Actúa como un refuerzo inmunológico natural.
Prepare su cuerpo para los estresores ambientales diarios
3. Apoyo para la desintoxicación
El té de orégano tiene propiedades diuréticas suaves, lo que puede ayudar al cuerpo a eliminar toxinas. En ayunas, puede:
Apoya la función renal y hepática.
Promueve un efecto desintoxicante suave
Reducir la retención de agua
Combinar esto con agua tibia puede ayudar a limpiar tu sistema de forma natural.
4. Reduce la inflamación
El orégano es una hierba antiinflamatoria natural. Beber té regularmente puede:
Ayuda con la rigidez de las articulaciones y dolores menores.
Calmar la inflamación interna (por ejemplo, revestimiento intestinal, tracto respiratorio)

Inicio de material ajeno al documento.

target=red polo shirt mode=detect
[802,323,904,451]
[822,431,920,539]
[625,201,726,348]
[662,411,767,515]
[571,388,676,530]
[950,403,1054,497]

Calma los síntomas de alergias o congestión sinusal.
5. Limpia las vías respiratorias
Si bien el té de orégano generalmente es seguro en cantidades moderadas, tenga en cuenta lo siguiente:
Las mujeres embarazadas o en período de lactancia deben consultar a un médico antes de beber infusiones de hierbas.
Una ingesta excesiva puede provocar malestar estomacal o reacciones alérgicas en personas sensibles.
Evite las dosis altas si está tomando anticoagulantes o medicamentos para la diabetes: el orégano puede interferir.
Cómo hacer té de orégano
Ingredientes:
1–2 cucharaditas de hojas de orégano frescas o secas
1 taza de agua caliente (pero no hirviendo)
Opcional: limón, miel o jengibre.
Instrucciones:
Hervir agua y verterla sobre el orégano.
Dejar reposar durante 5 a 10 minutos.
Colar y beber tibio, idealmente 15-30 minutos antes del desayuno.